Ovilu describes what influenced her art
The late Ovilu Tunnillie was an accomplished artist from the community of Kinngait (Cape Dorset). Born in 1949 to artist parents, Sheojuk and Toonoo, she spent time in the south at a young age for tuberculosis treatment, an experience which had a strong impact on her. Her subjects range from the traditional to the contemporary with a focus on portraying women’s stories. Many of her works were autobiographical and conveyed great emotion. Her sculpture displays a remarkable sensuality and modernity in form. Ovilu took pride in the fact that she could carve stone which was a skill mostly dominated by men.

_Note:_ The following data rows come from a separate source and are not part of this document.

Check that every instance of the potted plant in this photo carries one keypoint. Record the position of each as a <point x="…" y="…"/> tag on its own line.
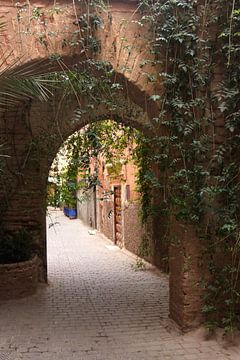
<point x="18" y="264"/>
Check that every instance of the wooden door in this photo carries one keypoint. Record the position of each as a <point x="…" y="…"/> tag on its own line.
<point x="117" y="216"/>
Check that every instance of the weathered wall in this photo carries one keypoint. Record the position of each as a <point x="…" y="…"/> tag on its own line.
<point x="132" y="230"/>
<point x="33" y="131"/>
<point x="86" y="210"/>
<point x="18" y="280"/>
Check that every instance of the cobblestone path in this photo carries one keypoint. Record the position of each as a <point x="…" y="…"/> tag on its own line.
<point x="96" y="307"/>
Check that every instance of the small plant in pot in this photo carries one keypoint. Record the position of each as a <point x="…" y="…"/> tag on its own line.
<point x="16" y="246"/>
<point x="18" y="264"/>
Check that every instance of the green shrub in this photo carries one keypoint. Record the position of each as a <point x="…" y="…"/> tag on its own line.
<point x="16" y="246"/>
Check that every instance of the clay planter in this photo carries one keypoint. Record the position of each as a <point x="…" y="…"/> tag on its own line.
<point x="18" y="280"/>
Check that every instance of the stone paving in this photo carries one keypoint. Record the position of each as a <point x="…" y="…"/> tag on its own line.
<point x="96" y="307"/>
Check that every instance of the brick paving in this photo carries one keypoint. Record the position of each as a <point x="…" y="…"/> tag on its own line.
<point x="96" y="307"/>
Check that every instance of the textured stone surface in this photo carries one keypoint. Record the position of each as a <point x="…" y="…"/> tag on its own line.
<point x="18" y="280"/>
<point x="96" y="307"/>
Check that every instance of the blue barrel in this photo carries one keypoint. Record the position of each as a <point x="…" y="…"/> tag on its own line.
<point x="72" y="213"/>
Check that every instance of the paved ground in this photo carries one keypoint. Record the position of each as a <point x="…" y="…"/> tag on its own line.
<point x="96" y="307"/>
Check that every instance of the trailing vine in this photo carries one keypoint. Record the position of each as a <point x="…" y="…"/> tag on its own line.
<point x="199" y="152"/>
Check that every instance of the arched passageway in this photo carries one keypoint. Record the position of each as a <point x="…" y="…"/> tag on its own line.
<point x="33" y="130"/>
<point x="96" y="306"/>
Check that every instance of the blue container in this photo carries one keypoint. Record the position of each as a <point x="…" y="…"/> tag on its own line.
<point x="72" y="213"/>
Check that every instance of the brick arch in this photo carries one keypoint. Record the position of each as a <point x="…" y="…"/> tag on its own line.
<point x="24" y="128"/>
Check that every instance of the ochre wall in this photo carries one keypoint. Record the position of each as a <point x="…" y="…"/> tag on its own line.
<point x="33" y="131"/>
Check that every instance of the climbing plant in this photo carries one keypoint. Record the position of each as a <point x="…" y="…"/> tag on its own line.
<point x="107" y="139"/>
<point x="196" y="47"/>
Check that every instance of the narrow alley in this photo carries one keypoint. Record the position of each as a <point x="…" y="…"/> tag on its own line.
<point x="97" y="306"/>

She was also one of the few Inuit sculptors to explore the female nude. Her work has been widely exhibited throughout Canada and is collected internationally.
“Ovilu Tunnillie uses her art to represent myths, tales and customs from her culture, such as the stories about the shaman and the sea goddess.” An Ovilu sedna or taleelayu can be described as “… a marvel of voluptuousness thanks to its powerful volumes and the sensual charm of the sculpted curves.” – Inuit Women Artists, Odette Leroux, Marion E. Jackson, Minnie Aodla Freeman, The Canadian Museum of Civilization, 1994
“I was nine when I returned from hospital in the south and I saw my dad carving. I really liked rocks and stones and I thought, gee, rock can be made into art! …It was hard at first, but now I enjoy it. Other women inspired me – I saw we could do this too. When I started, women were not seen as being as important as men, but now women get a lot of recognition.”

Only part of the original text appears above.